International peacekeeping missions conjure up images of blue helmeted United Nations troops in conflict zones. But a conference in Zurich has heard that most investment in peacekeeping goes towards preventing crises in the first place.
Pictures of weary UN troops in Kosovo is "the most spectacular we're fed by the media", said Kurt Spillmann, managing director of Zurich's Centre for International Studies, which organised the conference.
"But the percentage of investment going into military operations is much lower than that going to organisations trying to prevent crises," he added.
Spillmann was speaking to international experts gathered at Zurich's Federal Institute of Technology for a conference entitled: "Peace support operations - lessons learned and future perspectives".
Attendees included the former UN representative in Kosovo, Bernard Kouchner and Jacob Kellenberger of the International Committee of the Red Cross.

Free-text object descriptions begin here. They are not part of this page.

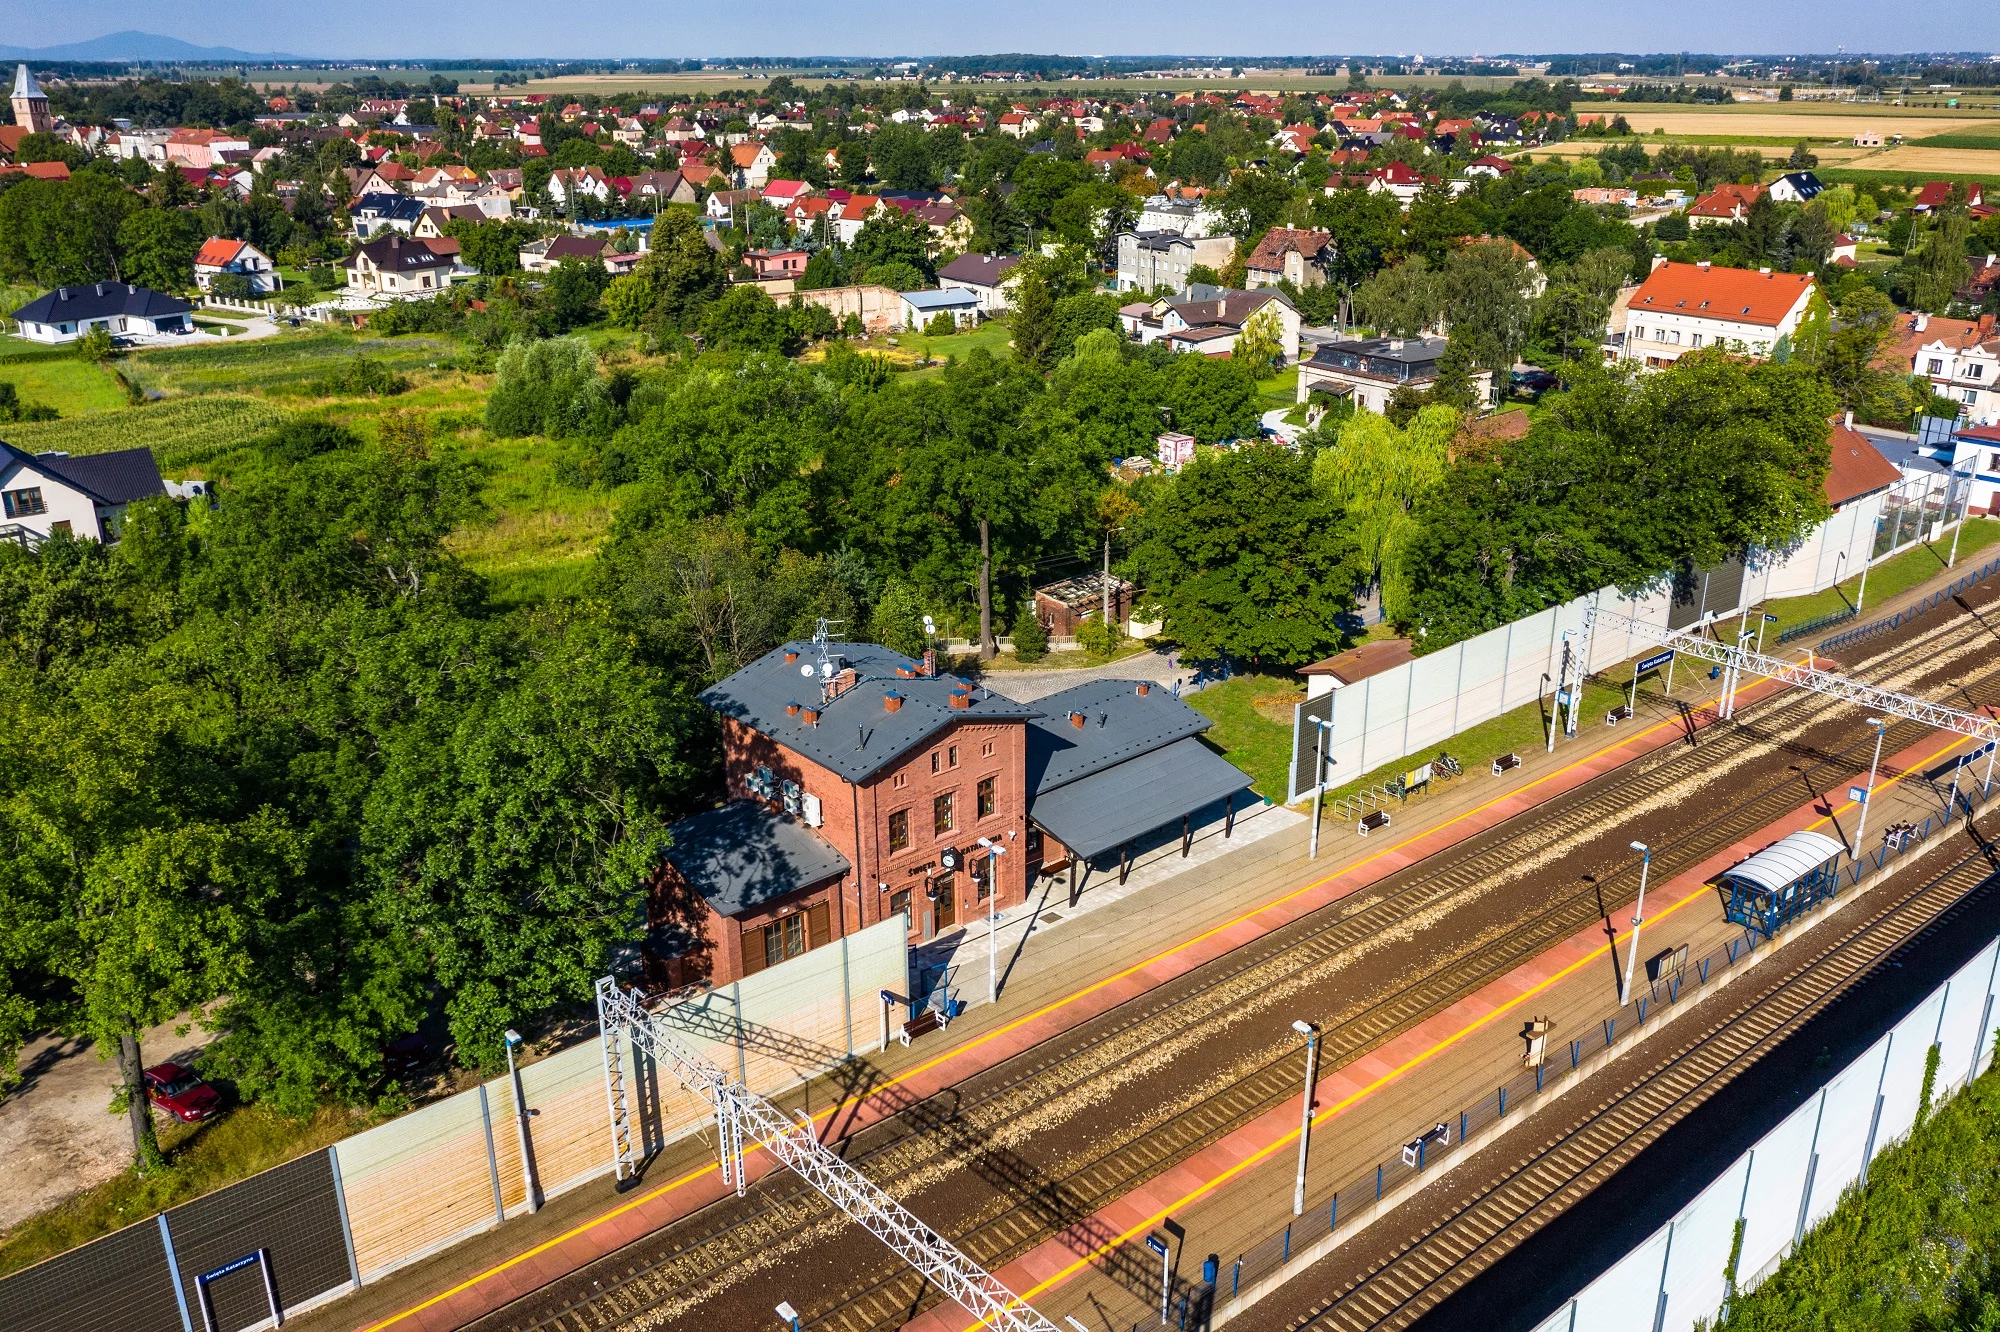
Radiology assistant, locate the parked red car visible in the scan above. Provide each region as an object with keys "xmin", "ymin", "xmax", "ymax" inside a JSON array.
[{"xmin": 143, "ymin": 1063, "xmax": 221, "ymax": 1122}]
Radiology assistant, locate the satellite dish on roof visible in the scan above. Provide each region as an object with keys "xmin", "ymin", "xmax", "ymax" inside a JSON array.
[
  {"xmin": 922, "ymin": 615, "xmax": 936, "ymax": 632},
  {"xmin": 821, "ymin": 662, "xmax": 835, "ymax": 678},
  {"xmin": 800, "ymin": 664, "xmax": 815, "ymax": 677}
]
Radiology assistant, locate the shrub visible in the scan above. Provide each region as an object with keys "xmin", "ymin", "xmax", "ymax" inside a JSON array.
[
  {"xmin": 74, "ymin": 327, "xmax": 114, "ymax": 362},
  {"xmin": 1076, "ymin": 616, "xmax": 1120, "ymax": 658},
  {"xmin": 1009, "ymin": 606, "xmax": 1048, "ymax": 662},
  {"xmin": 924, "ymin": 311, "xmax": 956, "ymax": 337},
  {"xmin": 306, "ymin": 355, "xmax": 411, "ymax": 398}
]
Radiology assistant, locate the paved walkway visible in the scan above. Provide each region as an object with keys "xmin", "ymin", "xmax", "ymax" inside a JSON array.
[{"xmin": 975, "ymin": 645, "xmax": 1191, "ymax": 703}]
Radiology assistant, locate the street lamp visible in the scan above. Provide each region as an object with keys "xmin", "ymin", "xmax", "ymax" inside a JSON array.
[
  {"xmin": 1618, "ymin": 843, "xmax": 1652, "ymax": 1006},
  {"xmin": 976, "ymin": 836, "xmax": 1007, "ymax": 1005},
  {"xmin": 1855, "ymin": 718, "xmax": 1888, "ymax": 847},
  {"xmin": 1291, "ymin": 1019, "xmax": 1320, "ymax": 1216},
  {"xmin": 1309, "ymin": 718, "xmax": 1335, "ymax": 860},
  {"xmin": 503, "ymin": 1029, "xmax": 539, "ymax": 1214}
]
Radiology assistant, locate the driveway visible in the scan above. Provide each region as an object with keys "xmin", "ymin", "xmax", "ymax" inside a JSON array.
[
  {"xmin": 973, "ymin": 644, "xmax": 1191, "ymax": 703},
  {"xmin": 0, "ymin": 1019, "xmax": 212, "ymax": 1231}
]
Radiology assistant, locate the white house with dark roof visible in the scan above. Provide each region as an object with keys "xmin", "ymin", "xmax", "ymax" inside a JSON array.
[
  {"xmin": 0, "ymin": 443, "xmax": 166, "ymax": 545},
  {"xmin": 936, "ymin": 253, "xmax": 1021, "ymax": 313},
  {"xmin": 10, "ymin": 283, "xmax": 194, "ymax": 344}
]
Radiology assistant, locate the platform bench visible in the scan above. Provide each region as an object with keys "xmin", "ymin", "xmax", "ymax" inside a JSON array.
[
  {"xmin": 1358, "ymin": 810, "xmax": 1392, "ymax": 836},
  {"xmin": 1492, "ymin": 753, "xmax": 1522, "ymax": 775},
  {"xmin": 898, "ymin": 1010, "xmax": 947, "ymax": 1047},
  {"xmin": 1605, "ymin": 704, "xmax": 1633, "ymax": 726}
]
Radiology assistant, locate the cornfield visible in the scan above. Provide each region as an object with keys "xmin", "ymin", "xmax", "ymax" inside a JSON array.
[{"xmin": 0, "ymin": 396, "xmax": 289, "ymax": 471}]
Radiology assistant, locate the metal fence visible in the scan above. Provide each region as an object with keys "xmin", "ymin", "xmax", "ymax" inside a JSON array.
[
  {"xmin": 1815, "ymin": 550, "xmax": 2000, "ymax": 657},
  {"xmin": 0, "ymin": 917, "xmax": 909, "ymax": 1332},
  {"xmin": 1117, "ymin": 784, "xmax": 1993, "ymax": 1330},
  {"xmin": 1536, "ymin": 894, "xmax": 2000, "ymax": 1331}
]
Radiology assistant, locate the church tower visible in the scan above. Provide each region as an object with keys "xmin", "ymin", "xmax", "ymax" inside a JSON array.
[{"xmin": 11, "ymin": 65, "xmax": 52, "ymax": 136}]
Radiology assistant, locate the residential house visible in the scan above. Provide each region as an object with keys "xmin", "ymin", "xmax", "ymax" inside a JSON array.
[
  {"xmin": 1115, "ymin": 230, "xmax": 1236, "ymax": 294},
  {"xmin": 1465, "ymin": 154, "xmax": 1514, "ymax": 180},
  {"xmin": 10, "ymin": 282, "xmax": 194, "ymax": 344},
  {"xmin": 351, "ymin": 192, "xmax": 426, "ymax": 238},
  {"xmin": 1142, "ymin": 119, "xmax": 1176, "ymax": 145},
  {"xmin": 1, "ymin": 442, "xmax": 166, "ymax": 545},
  {"xmin": 1365, "ymin": 161, "xmax": 1432, "ymax": 208},
  {"xmin": 1686, "ymin": 183, "xmax": 1764, "ymax": 226},
  {"xmin": 1912, "ymin": 181, "xmax": 1981, "ymax": 213},
  {"xmin": 1572, "ymin": 186, "xmax": 1638, "ymax": 207},
  {"xmin": 912, "ymin": 202, "xmax": 973, "ymax": 252},
  {"xmin": 164, "ymin": 128, "xmax": 250, "ymax": 170},
  {"xmin": 1138, "ymin": 194, "xmax": 1221, "ymax": 238},
  {"xmin": 1877, "ymin": 311, "xmax": 2000, "ymax": 426},
  {"xmin": 729, "ymin": 141, "xmax": 777, "ymax": 189},
  {"xmin": 646, "ymin": 639, "xmax": 1251, "ymax": 984},
  {"xmin": 1832, "ymin": 233, "xmax": 1859, "ymax": 265},
  {"xmin": 761, "ymin": 179, "xmax": 815, "ymax": 209},
  {"xmin": 1295, "ymin": 334, "xmax": 1495, "ymax": 414},
  {"xmin": 937, "ymin": 253, "xmax": 1020, "ymax": 313},
  {"xmin": 706, "ymin": 188, "xmax": 763, "ymax": 223},
  {"xmin": 899, "ymin": 287, "xmax": 982, "ymax": 331},
  {"xmin": 413, "ymin": 204, "xmax": 487, "ymax": 238},
  {"xmin": 1296, "ymin": 638, "xmax": 1417, "ymax": 700},
  {"xmin": 1620, "ymin": 260, "xmax": 1818, "ymax": 367},
  {"xmin": 1766, "ymin": 171, "xmax": 1825, "ymax": 204},
  {"xmin": 192, "ymin": 238, "xmax": 281, "ymax": 294},
  {"xmin": 745, "ymin": 248, "xmax": 809, "ymax": 280},
  {"xmin": 343, "ymin": 235, "xmax": 455, "ymax": 297},
  {"xmin": 1121, "ymin": 286, "xmax": 1302, "ymax": 363},
  {"xmin": 1244, "ymin": 227, "xmax": 1333, "ymax": 290},
  {"xmin": 832, "ymin": 195, "xmax": 884, "ymax": 244},
  {"xmin": 997, "ymin": 112, "xmax": 1039, "ymax": 138},
  {"xmin": 628, "ymin": 169, "xmax": 698, "ymax": 208},
  {"xmin": 546, "ymin": 166, "xmax": 613, "ymax": 208},
  {"xmin": 518, "ymin": 234, "xmax": 612, "ymax": 273}
]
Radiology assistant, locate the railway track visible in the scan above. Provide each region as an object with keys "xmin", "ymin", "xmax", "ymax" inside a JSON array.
[
  {"xmin": 1283, "ymin": 815, "xmax": 2000, "ymax": 1332},
  {"xmin": 475, "ymin": 596, "xmax": 2000, "ymax": 1332}
]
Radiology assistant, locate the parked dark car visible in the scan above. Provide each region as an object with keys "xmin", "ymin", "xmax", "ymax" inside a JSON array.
[
  {"xmin": 143, "ymin": 1063, "xmax": 221, "ymax": 1122},
  {"xmin": 1511, "ymin": 369, "xmax": 1560, "ymax": 398}
]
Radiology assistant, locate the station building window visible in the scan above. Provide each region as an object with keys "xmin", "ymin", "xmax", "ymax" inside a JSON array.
[
  {"xmin": 888, "ymin": 808, "xmax": 909, "ymax": 852},
  {"xmin": 933, "ymin": 791, "xmax": 954, "ymax": 835},
  {"xmin": 977, "ymin": 776, "xmax": 996, "ymax": 819}
]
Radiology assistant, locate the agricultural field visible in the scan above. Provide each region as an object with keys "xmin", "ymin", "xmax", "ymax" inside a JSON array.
[
  {"xmin": 0, "ymin": 397, "xmax": 289, "ymax": 472},
  {"xmin": 1844, "ymin": 145, "xmax": 2000, "ymax": 178},
  {"xmin": 1606, "ymin": 105, "xmax": 1999, "ymax": 139},
  {"xmin": 124, "ymin": 330, "xmax": 464, "ymax": 398}
]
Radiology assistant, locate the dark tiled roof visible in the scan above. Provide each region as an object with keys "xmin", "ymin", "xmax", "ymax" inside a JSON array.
[
  {"xmin": 700, "ymin": 641, "xmax": 1041, "ymax": 783},
  {"xmin": 938, "ymin": 253, "xmax": 1019, "ymax": 286},
  {"xmin": 347, "ymin": 235, "xmax": 449, "ymax": 273},
  {"xmin": 11, "ymin": 283, "xmax": 192, "ymax": 326},
  {"xmin": 1023, "ymin": 678, "xmax": 1216, "ymax": 796},
  {"xmin": 353, "ymin": 192, "xmax": 425, "ymax": 222},
  {"xmin": 3, "ymin": 444, "xmax": 165, "ymax": 506},
  {"xmin": 663, "ymin": 801, "xmax": 850, "ymax": 917}
]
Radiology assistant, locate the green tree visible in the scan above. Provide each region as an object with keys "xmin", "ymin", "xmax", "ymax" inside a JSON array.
[
  {"xmin": 1134, "ymin": 442, "xmax": 1360, "ymax": 664},
  {"xmin": 850, "ymin": 209, "xmax": 936, "ymax": 283},
  {"xmin": 699, "ymin": 284, "xmax": 794, "ymax": 355},
  {"xmin": 1355, "ymin": 256, "xmax": 1446, "ymax": 336},
  {"xmin": 1161, "ymin": 355, "xmax": 1259, "ymax": 445},
  {"xmin": 871, "ymin": 578, "xmax": 930, "ymax": 657},
  {"xmin": 115, "ymin": 207, "xmax": 202, "ymax": 292},
  {"xmin": 1009, "ymin": 603, "xmax": 1048, "ymax": 661},
  {"xmin": 1009, "ymin": 269, "xmax": 1056, "ymax": 370},
  {"xmin": 485, "ymin": 336, "xmax": 609, "ymax": 437},
  {"xmin": 1312, "ymin": 406, "xmax": 1454, "ymax": 620},
  {"xmin": 1901, "ymin": 212, "xmax": 1972, "ymax": 313},
  {"xmin": 1441, "ymin": 239, "xmax": 1538, "ymax": 380},
  {"xmin": 0, "ymin": 174, "xmax": 143, "ymax": 286},
  {"xmin": 622, "ymin": 207, "xmax": 729, "ymax": 332},
  {"xmin": 1234, "ymin": 303, "xmax": 1285, "ymax": 376}
]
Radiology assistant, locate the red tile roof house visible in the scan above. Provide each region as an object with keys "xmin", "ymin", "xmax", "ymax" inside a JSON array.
[
  {"xmin": 1912, "ymin": 180, "xmax": 1982, "ymax": 212},
  {"xmin": 646, "ymin": 640, "xmax": 1252, "ymax": 986},
  {"xmin": 192, "ymin": 237, "xmax": 281, "ymax": 294},
  {"xmin": 1685, "ymin": 182, "xmax": 1764, "ymax": 225},
  {"xmin": 1619, "ymin": 261, "xmax": 1818, "ymax": 368},
  {"xmin": 1244, "ymin": 227, "xmax": 1334, "ymax": 290},
  {"xmin": 745, "ymin": 248, "xmax": 809, "ymax": 280}
]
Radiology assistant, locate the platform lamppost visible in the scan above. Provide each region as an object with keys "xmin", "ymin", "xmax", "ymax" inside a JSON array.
[
  {"xmin": 1856, "ymin": 717, "xmax": 1888, "ymax": 847},
  {"xmin": 1291, "ymin": 1019, "xmax": 1320, "ymax": 1215},
  {"xmin": 976, "ymin": 836, "xmax": 1006, "ymax": 1005},
  {"xmin": 1618, "ymin": 842, "xmax": 1651, "ymax": 1007},
  {"xmin": 503, "ymin": 1028, "xmax": 539, "ymax": 1214},
  {"xmin": 1309, "ymin": 718, "xmax": 1335, "ymax": 859}
]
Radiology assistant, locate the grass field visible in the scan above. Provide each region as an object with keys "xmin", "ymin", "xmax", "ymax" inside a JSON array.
[
  {"xmin": 1758, "ymin": 518, "xmax": 2000, "ymax": 644},
  {"xmin": 1185, "ymin": 675, "xmax": 1304, "ymax": 801},
  {"xmin": 1844, "ymin": 145, "xmax": 2000, "ymax": 176},
  {"xmin": 442, "ymin": 435, "xmax": 628, "ymax": 603},
  {"xmin": 0, "ymin": 357, "xmax": 126, "ymax": 416},
  {"xmin": 127, "ymin": 330, "xmax": 460, "ymax": 398}
]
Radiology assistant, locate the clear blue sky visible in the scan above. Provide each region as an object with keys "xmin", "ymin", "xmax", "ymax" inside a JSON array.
[{"xmin": 17, "ymin": 1, "xmax": 2000, "ymax": 62}]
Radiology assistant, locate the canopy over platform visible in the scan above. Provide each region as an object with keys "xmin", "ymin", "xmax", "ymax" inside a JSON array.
[
  {"xmin": 1720, "ymin": 829, "xmax": 1845, "ymax": 940},
  {"xmin": 1028, "ymin": 735, "xmax": 1253, "ymax": 863}
]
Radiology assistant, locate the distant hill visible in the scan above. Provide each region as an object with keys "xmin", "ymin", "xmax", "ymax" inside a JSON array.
[{"xmin": 0, "ymin": 30, "xmax": 299, "ymax": 63}]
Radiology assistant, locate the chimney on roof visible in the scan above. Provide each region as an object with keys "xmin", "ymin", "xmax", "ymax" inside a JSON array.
[
  {"xmin": 1758, "ymin": 266, "xmax": 1772, "ymax": 276},
  {"xmin": 1697, "ymin": 260, "xmax": 1711, "ymax": 271},
  {"xmin": 1916, "ymin": 313, "xmax": 1929, "ymax": 332},
  {"xmin": 801, "ymin": 707, "xmax": 820, "ymax": 726},
  {"xmin": 1136, "ymin": 682, "xmax": 1151, "ymax": 696},
  {"xmin": 1069, "ymin": 710, "xmax": 1086, "ymax": 729},
  {"xmin": 784, "ymin": 650, "xmax": 798, "ymax": 663},
  {"xmin": 1844, "ymin": 409, "xmax": 1854, "ymax": 429},
  {"xmin": 1651, "ymin": 254, "xmax": 1668, "ymax": 272},
  {"xmin": 884, "ymin": 692, "xmax": 903, "ymax": 712},
  {"xmin": 785, "ymin": 701, "xmax": 801, "ymax": 716}
]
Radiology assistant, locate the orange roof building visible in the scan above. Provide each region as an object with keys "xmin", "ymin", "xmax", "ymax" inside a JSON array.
[{"xmin": 1620, "ymin": 261, "xmax": 1818, "ymax": 368}]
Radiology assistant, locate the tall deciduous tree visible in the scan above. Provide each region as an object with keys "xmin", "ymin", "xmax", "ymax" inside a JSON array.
[{"xmin": 1135, "ymin": 442, "xmax": 1360, "ymax": 664}]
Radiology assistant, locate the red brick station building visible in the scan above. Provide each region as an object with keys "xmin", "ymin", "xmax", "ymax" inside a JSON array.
[{"xmin": 647, "ymin": 640, "xmax": 1254, "ymax": 986}]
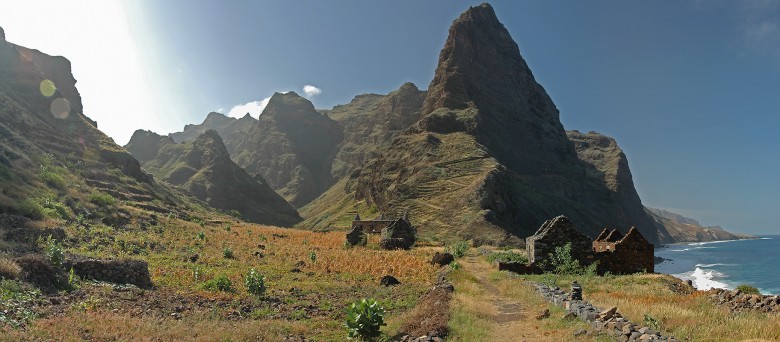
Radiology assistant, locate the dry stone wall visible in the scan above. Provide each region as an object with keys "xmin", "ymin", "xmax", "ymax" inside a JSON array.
[{"xmin": 64, "ymin": 258, "xmax": 153, "ymax": 289}]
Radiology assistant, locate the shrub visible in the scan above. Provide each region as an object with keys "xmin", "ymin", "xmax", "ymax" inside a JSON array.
[
  {"xmin": 16, "ymin": 199, "xmax": 44, "ymax": 220},
  {"xmin": 89, "ymin": 192, "xmax": 115, "ymax": 207},
  {"xmin": 309, "ymin": 251, "xmax": 317, "ymax": 263},
  {"xmin": 228, "ymin": 209, "xmax": 241, "ymax": 218},
  {"xmin": 736, "ymin": 284, "xmax": 760, "ymax": 295},
  {"xmin": 201, "ymin": 274, "xmax": 234, "ymax": 292},
  {"xmin": 40, "ymin": 169, "xmax": 65, "ymax": 190},
  {"xmin": 244, "ymin": 269, "xmax": 266, "ymax": 297},
  {"xmin": 43, "ymin": 235, "xmax": 65, "ymax": 268},
  {"xmin": 0, "ymin": 258, "xmax": 21, "ymax": 280},
  {"xmin": 196, "ymin": 231, "xmax": 205, "ymax": 240},
  {"xmin": 42, "ymin": 198, "xmax": 71, "ymax": 220},
  {"xmin": 344, "ymin": 298, "xmax": 386, "ymax": 340},
  {"xmin": 544, "ymin": 243, "xmax": 583, "ymax": 275},
  {"xmin": 486, "ymin": 251, "xmax": 528, "ymax": 264},
  {"xmin": 446, "ymin": 241, "xmax": 469, "ymax": 258},
  {"xmin": 450, "ymin": 261, "xmax": 461, "ymax": 270},
  {"xmin": 222, "ymin": 247, "xmax": 234, "ymax": 259}
]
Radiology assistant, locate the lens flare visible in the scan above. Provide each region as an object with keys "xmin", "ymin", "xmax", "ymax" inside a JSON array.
[
  {"xmin": 40, "ymin": 79, "xmax": 56, "ymax": 97},
  {"xmin": 50, "ymin": 97, "xmax": 71, "ymax": 119}
]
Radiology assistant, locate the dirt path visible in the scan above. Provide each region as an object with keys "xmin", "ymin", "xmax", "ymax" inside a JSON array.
[{"xmin": 457, "ymin": 253, "xmax": 571, "ymax": 342}]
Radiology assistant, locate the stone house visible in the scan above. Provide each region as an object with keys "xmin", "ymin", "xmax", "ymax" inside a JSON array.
[
  {"xmin": 526, "ymin": 215, "xmax": 592, "ymax": 269},
  {"xmin": 592, "ymin": 227, "xmax": 654, "ymax": 274},
  {"xmin": 350, "ymin": 213, "xmax": 396, "ymax": 234}
]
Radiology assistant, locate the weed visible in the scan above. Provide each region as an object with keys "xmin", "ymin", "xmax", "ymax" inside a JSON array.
[
  {"xmin": 450, "ymin": 261, "xmax": 461, "ymax": 270},
  {"xmin": 644, "ymin": 313, "xmax": 661, "ymax": 330},
  {"xmin": 196, "ymin": 231, "xmax": 205, "ymax": 240},
  {"xmin": 446, "ymin": 241, "xmax": 469, "ymax": 258},
  {"xmin": 244, "ymin": 269, "xmax": 266, "ymax": 297},
  {"xmin": 486, "ymin": 251, "xmax": 527, "ymax": 264},
  {"xmin": 736, "ymin": 284, "xmax": 760, "ymax": 295},
  {"xmin": 201, "ymin": 274, "xmax": 234, "ymax": 293},
  {"xmin": 223, "ymin": 223, "xmax": 231, "ymax": 232},
  {"xmin": 0, "ymin": 258, "xmax": 21, "ymax": 280},
  {"xmin": 309, "ymin": 251, "xmax": 317, "ymax": 263},
  {"xmin": 223, "ymin": 247, "xmax": 234, "ymax": 259},
  {"xmin": 89, "ymin": 192, "xmax": 116, "ymax": 207},
  {"xmin": 345, "ymin": 298, "xmax": 386, "ymax": 340},
  {"xmin": 43, "ymin": 235, "xmax": 65, "ymax": 269}
]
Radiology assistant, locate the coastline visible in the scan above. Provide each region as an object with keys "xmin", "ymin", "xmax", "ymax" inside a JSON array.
[{"xmin": 655, "ymin": 236, "xmax": 778, "ymax": 295}]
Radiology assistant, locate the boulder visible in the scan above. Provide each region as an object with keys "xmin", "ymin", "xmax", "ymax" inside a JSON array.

"The purpose of the conference is for people to exchange views and derive lessons from the past 10 years," said Spillmann.
He added that the conference would also help to make the public aware of how complex peacekeeping has now become with the end of the Cold War.
The European Union and the UN are already looking at ways to coordinate their operations and the development of a more coherent international strategy is one of the main themes of the conference.
"So far people are just developing concepts," said Spillmann. "We are agreed that the only mandated operation is one that has the complete legal backing of the UN, but building on that we have to include more and more groups that can solve practical problems."
Colonel Bruno Rösli of the Defence Ministry is representing Switzerland at the conference.
Although Switzerland has always been ready with financial help, its military experience in modern peace support operations is limited to its involvement with KFor in Kosovo. Since 1999, an unarmed unit has been incorporated into an Austrian battalion.
The country's cherished view of its neutrality has made it difficult for the government to develop a more engaged policy.
But on June 10, the Swiss public will decide in a referendum whether its soldiers should be armed when involved in peace support.
"I think the Swiss government and people realise that security is indivisible," said Spillmann. "And that they cannot pretend to live on an island. We have to make our contribution to maintain security in Europe."